Unintended minor consequences (as when a person experimenting designs a virus to see how it works and accidentally lets it get away, but it does very little damage) surely deserves little in the way of punishment, although some acknowledgement of the damage done seems appropriate. Unintended major consequences and intended minor consequences both deserve education plus some form of punishment, although probably not the same in each case. But intended major consequences could be assigned significant punishments, including jail and restrictions on future computer use.

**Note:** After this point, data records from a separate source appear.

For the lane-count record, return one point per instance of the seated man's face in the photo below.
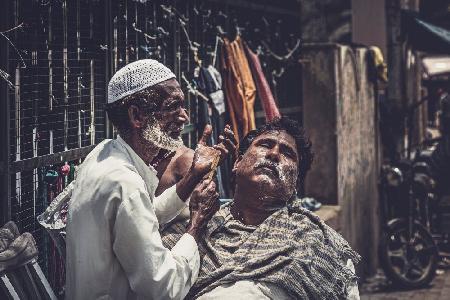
(269, 165)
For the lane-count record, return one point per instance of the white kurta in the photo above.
(114, 250)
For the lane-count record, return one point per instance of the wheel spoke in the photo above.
(426, 250)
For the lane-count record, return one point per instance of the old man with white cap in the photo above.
(114, 249)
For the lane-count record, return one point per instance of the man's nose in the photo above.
(183, 117)
(274, 154)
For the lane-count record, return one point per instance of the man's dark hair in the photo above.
(150, 100)
(292, 128)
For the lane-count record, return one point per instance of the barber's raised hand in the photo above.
(203, 205)
(204, 155)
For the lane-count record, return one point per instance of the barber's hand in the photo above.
(203, 155)
(203, 205)
(227, 144)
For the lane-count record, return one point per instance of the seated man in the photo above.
(263, 245)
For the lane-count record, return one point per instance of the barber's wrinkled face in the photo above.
(172, 115)
(165, 127)
(271, 165)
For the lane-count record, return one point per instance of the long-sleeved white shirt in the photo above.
(114, 250)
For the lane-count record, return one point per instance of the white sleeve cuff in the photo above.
(187, 247)
(168, 205)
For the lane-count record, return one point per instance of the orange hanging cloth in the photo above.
(239, 86)
(265, 94)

The computer software community of hackers also has responsibilities to exercise social pressure and the punishment of ostracism on intentional offenders. Indeed, to some extent it seems to do this by reserving the pejorative term crackers for such persons. But professional organizations such as the Association for Computing Machinery might also instigate formal forms of ostracism. Codes of ethics for computing professionals such already include explicit prohibitions against computer attacks. For example, section 2.8 of the ACM Code of Ethics states: "Access computing and communication resources only when authorized to do so" (ACM Internet site). However, the ACM rarely disciplines members, and removal from the ACM is not seen as a significant threat to most hackers.
KEITH W. MILLER
Johnson, Deborah G. (2001). Computer Ethics, 3rd edition. Upper Saddle River, NJ: Prentice Hall. A groundbreaking computer ethics textbook.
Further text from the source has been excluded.